OPINION: Mark McGowan and his Labor government are sitting pretty entering the final quarter of their first four-year term, with no obvious domestic issues likely to destabilise their approach to the next election in March 2021.
OPINION: Uncertain global economic conditions will make any move by the McGowan government to loosen the purse strings a risky bet.
Mark McGowan and his Labor government are sitting pretty entering the final quarter of their first four-year term, with no obvious domestic issues likely to destabilise their approach to the next election in March 2021.
Sure, economic growth could be stronger and, ideally, the retail sector could do with a bigger injection of confidence. And while the premier talks up the number of jobs created since Labor’s convincing election win in 2017, at which job creation was a key campaign promise, Western Australia’s unemployment rate remains stubbornly above the national average.
Meanwhile, there are welcome signs of life in the real estate market, and resources continue to drive activity.
On the other side, the Liberal Party under Liza Harvey is still searching for the major weakness in the McGowan armoury. It’s waiting for opposition frontbenchers to emerge who can consistently punch holes in the government’s shield.
Now, after three years of tight budgets and a significant increase in household charges, blamed on the budget deficits and growing state debt courtesy of Colin Barnett’s Liberal-National government, Mr McGowan has flagged a welcome change of direction.
In a pre-Christmas interview, he acknowledged that many householders were doing it tough, and hinted that his government was toying with the idea of freezing household charges in the May budget. That seems more than reasonable, given the current budget’s surplus is tipped to top $2 billion, with future budgets also expected to be healthily in the black.
Floating the idea of freezing household taxes and charges is one thing, delivering can be another.
The WA economy is dependent on world trade and exchange rates, based on iron ore and liquefied natural gas exports. At the moment, prices are strong and record sales provide a healthy injection of revenue into the state’s royalties basket.
In addition, the better deal on the GST rebate, which Mr McGowan negotiated with Prime Minister Scott Morrison before last year’s federal poll, also helps boost revenue. But there’s no guarantee that healthy world prices for iron ore and LNG will be maintained during the coming year, let alone the forecast GST revenue.
In fact things can change quickly; just ask Mr Barnett, who saw big hits to his government’s revenue (thanks to GST cuts and lower prices for resources) after his re-election in 2013. He had major spending commitments but dwindling revenue growth. The rest is history.
So Mr McGowan and his treasurer, Ben Wyatt, will be closely watching US President Donald Trump’s tweets on America’s trade war with China – WA’s major trading partner – and relations with Iran, after Mr Trump claimed credit for the assassination of Iran’s military leader, general Qasem Soleimani.
Unrest in the Middle East has the potential to destabilise oil supplies to world markets, including Australia, which relies significantly on petroleum coming through Singapore. Any reduction or uncertainty has the potential to push up fuel prices, with major impact on production and household costs.
The situation is similar with China. WA enjoys good relations with both the US and China and wants to upset neither.

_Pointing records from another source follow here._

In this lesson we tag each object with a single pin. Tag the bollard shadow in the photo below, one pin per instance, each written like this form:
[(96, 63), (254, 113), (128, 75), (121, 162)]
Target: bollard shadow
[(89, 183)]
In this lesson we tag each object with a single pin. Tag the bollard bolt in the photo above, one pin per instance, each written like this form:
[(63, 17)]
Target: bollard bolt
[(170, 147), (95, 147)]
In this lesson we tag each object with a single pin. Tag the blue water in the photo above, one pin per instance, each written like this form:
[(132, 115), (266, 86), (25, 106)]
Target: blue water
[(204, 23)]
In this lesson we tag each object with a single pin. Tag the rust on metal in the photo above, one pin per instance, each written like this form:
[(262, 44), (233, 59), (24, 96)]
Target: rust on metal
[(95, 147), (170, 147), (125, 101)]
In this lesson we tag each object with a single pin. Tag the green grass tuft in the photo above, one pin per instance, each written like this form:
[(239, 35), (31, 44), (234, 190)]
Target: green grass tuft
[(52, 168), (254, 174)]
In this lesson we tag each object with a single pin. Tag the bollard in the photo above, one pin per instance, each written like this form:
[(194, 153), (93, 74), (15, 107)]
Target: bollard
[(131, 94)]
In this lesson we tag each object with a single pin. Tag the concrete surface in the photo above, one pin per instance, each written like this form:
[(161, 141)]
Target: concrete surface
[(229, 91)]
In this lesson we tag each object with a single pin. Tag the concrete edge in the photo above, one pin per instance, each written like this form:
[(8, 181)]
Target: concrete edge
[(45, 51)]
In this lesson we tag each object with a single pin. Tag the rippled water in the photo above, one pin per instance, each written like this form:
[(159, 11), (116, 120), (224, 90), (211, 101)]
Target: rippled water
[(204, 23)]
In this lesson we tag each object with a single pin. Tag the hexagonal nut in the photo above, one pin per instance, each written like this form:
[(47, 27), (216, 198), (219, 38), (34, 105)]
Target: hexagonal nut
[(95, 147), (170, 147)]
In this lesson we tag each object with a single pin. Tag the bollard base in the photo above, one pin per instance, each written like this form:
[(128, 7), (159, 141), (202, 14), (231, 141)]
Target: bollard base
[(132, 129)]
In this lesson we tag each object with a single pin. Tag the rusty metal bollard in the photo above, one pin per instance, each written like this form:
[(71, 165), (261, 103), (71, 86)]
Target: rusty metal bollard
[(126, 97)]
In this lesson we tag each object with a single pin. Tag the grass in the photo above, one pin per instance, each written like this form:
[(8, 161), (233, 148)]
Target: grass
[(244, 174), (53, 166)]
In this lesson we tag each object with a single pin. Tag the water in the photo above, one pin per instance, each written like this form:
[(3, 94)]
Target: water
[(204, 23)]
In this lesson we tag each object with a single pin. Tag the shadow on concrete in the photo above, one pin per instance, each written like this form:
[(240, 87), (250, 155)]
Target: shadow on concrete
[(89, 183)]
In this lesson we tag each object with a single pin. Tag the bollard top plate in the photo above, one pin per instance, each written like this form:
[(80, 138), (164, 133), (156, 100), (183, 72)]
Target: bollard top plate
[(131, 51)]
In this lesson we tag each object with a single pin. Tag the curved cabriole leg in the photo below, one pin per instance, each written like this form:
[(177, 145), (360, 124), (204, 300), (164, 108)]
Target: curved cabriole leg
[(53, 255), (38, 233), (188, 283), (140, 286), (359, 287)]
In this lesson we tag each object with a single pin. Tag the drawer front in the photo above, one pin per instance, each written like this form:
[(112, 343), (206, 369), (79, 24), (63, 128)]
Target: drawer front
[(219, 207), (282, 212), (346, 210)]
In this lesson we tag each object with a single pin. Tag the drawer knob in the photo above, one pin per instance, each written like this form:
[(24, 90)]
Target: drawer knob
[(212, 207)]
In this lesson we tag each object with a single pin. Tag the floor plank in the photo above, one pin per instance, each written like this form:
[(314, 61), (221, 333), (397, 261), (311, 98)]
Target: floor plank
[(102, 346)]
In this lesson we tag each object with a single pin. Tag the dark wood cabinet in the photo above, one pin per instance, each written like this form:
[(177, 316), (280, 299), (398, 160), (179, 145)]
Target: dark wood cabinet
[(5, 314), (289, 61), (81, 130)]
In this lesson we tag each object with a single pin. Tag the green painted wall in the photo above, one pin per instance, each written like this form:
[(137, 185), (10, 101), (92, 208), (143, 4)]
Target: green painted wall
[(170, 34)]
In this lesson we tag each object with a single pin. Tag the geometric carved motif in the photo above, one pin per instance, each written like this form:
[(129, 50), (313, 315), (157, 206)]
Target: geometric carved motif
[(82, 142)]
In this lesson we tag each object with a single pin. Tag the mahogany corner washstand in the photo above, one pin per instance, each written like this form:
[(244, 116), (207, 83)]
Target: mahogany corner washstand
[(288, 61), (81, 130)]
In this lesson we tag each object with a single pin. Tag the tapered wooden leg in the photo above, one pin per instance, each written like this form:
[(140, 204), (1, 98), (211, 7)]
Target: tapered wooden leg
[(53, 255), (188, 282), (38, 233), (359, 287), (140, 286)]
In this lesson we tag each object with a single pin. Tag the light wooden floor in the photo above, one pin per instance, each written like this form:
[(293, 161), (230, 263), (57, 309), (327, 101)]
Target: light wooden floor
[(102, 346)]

WA wants strong economic growth in China to continue as that means more iron ore and LNG sales – good for the WA economy and royalty income. Anything that might upset the cart is to be discouraged.
And then there is the GST revenue returned to WA. The initial budget projections have had to be written-down because of lower economic growth and reduced spending across the nation. That was before the disastrous bushfires that have devastated regional economies up and down the east coast, which will lead to further spending write-downs before a massive rebuilding effort kicks in.
From an economic perspective, the picture for 2020 is filled with uncertainty. The political consequences are clear. Bold predictions about loosening the belt, while attractive for political purposes, are fraught with risk financially.
Does Mr McGowan curry favour in the electorate by dispensing largesse in the face of unpredictability, or level with voters and say that, given the circumstances, that some caution is prudent?
A false move could be costly, politically and financially.